[Date Prev][Date Next][Thread Prev][Thread Next][Date Index][Thread Index]

Re: [ddlm-group] Data-name character restrictions - one last time

To: Group finalising DDLm and associated dictionaries <ddlm-group@iucr.org>
Subject: Re: [ddlm-group] Data-name character restrictions - one last time
From: Joe Krahn <krahn@niehs.nih.gov>
Date: Wed, 09 Dec 2009 14:00:11 -0500
In-Reply-To: <a06240801c74578ec8b59@[192.168.2.104]>
References: <20091209144035.GB29341@emerald.iucr.org><a06240801c74578ec8b59@[192.168.2.104]>

In practice, CIF2 parsers should allow CIF1 data names within a CIF2 
formatted file. The question is whether these files should be allowed as 
valid CIF2, or just for convenience as a non-standard CIF2.

When CIF files are used as working data files, the restrictions should 
be relaxed. For long-term archival files, it makes sense to be more 
restrictive. I would just make the CIF1 names inaccessible to dREL. 
Alternatively, an implementation could allow CIF1 names only on reading, 
and require dictionary alias mappings to CIF2 names.

One argument in favor of allowing them would be that someone wants to 
convert all data files to CIF2 format, but they want to preserve the 
original data as-is, without alias mapping.

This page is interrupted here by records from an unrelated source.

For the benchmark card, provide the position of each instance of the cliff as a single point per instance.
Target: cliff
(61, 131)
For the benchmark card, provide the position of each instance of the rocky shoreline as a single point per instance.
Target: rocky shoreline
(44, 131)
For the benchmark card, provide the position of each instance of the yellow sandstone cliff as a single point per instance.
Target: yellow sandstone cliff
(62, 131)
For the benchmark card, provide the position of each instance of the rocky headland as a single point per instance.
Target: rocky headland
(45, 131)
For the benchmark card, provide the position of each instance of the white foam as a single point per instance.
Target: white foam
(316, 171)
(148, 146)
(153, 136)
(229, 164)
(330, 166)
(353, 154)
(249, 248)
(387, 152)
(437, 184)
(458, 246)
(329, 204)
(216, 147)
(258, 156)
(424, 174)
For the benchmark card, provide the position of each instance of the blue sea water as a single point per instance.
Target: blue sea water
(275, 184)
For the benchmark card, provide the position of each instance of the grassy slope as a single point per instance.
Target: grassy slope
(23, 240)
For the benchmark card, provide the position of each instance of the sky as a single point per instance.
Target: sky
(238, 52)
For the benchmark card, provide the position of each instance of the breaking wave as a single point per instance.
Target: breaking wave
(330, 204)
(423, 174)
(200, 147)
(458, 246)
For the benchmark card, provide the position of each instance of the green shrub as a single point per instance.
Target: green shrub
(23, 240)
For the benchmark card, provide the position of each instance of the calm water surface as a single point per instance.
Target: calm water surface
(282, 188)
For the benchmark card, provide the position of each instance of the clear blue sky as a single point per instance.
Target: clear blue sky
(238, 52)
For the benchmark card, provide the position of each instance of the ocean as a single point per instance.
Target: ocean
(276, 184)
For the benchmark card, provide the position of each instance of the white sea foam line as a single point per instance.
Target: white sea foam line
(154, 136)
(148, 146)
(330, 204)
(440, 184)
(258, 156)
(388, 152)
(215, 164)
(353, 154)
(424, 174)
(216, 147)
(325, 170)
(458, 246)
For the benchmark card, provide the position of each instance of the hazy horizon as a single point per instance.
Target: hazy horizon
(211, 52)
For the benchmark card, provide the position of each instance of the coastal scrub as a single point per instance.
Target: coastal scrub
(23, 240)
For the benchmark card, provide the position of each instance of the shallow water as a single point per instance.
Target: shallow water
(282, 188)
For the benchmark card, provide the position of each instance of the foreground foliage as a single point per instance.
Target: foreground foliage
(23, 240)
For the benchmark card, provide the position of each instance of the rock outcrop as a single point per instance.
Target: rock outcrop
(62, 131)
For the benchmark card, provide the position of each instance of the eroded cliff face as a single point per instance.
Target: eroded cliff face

I think that the current CIF2 syntax makes it possible to use CIF1 names 
without any ambiguities. The question is whether they should be 
considered valid CIF2, or just a non-standard version that will be 
useful for the transitional period.

Joe


Herbert J. Bernstein wrote:
> Personally, I would greatly prefer to allow all data names that do not
> create a major lexer/parser conflict to appear in a data CIF and
> only apply the strong restrictions to data names that appear in CIF2
> dictionaries as defined data names (not as aliases).  -- Herbert
> 
> 
> At 2:40 PM +0000 12/9/09, Brian McMahon wrote:
>> I have one remaining niggle that I'd like to revisit before we put
>> this finally to bed. As has been mentioned a couple of times
>> recently, restricting the data-name character set does invalidate
>> syntactically many existing CIF 1 files (e.g. _refine_ls_shift/esd_max ).
>> We have discussed strategies for handling this, and I think these
>> are workable strategies, but will involve investment and hence expense
>> in workflow management in CIF archives.
>>
>> I understand the rationale behind this restriction is to simplify
>> future processing of data names in areas such as dREL
>> applications. The question really is whether we're choosing the right
>> trade-off in making things cleaner at that end of the processing
>> chain. I would suppose that a dREL or other application could ingest a
>> data name with dangerous characters, convert it internally into a
>> "safe" identifier that's used for all processing, and then restore the
>> original form upon output; but writing that intermediate layer of
>> processing is of course expensive (especially if there aren't readily
>> available libraries that will do this transparently).
>>
>> I suspect that some of the original proposed syntactic changes also
>> had the effect (whether by design or collaterally) of simplifying i/o,
>> data structure management, symbol table processing etc., but those may
>> have suffered in the subsequent revision exercise we've just been
>> practising. Given the consensus we are now approaching, would the code
>> builders now be prepared to incur the addition expense of handling
>> "dangerous" data names?
>>
>> I really don't want to spark off a long discussion on this - if a
>> quick round of response shows that there's no appetite to allow
>> the additional punctuation characters in data names, I'll accept that
>> gracefully.
>>
>> ***
>>
>> One last comment while I have the floor, though it is related in part
>> to the above question. A concern raised in the editorial office was
>> that there would be circumstances where users didn't know if they were
>> dealing with a CIF 1 or 2 ("users" meaning authors, perhaps resorting
>> to the vi editor - and we're imagining most of them are dealing with
>> small-molecule/inorganic CIFs). My supposition is that the IUCr
>> editorial offices would only want to use CIF2 seriously in association
>> with DDLm dictionaries, and that we would expect the revised core
>> dictionaries to use the dot component in data names to signal this
>> further evolution. So even a superficial glimpse of the middle of a
>> CIF would make it clear whether it was CIF1 or CIF2.
>>
>> Does that fit in with how others see this progressing?
>>
>> Cheers
>> Brian
>> _______________________________________________
>> ddlm-group mailing list
>> ddlm-group@iucr.org
>> http://scripts.iucr.org/mailman/listinfo/ddlm-group
> 
> 

_______________________________________________
ddlm-group mailing list
ddlm-group@iucr.org
http://scripts.iucr.org/mailman/listinfo/ddlm-group

Reply to: [list | sender only]

Follow-Ups:

Re: [ddlm-group] Data-name character restrictions - one last time (John Westbrook)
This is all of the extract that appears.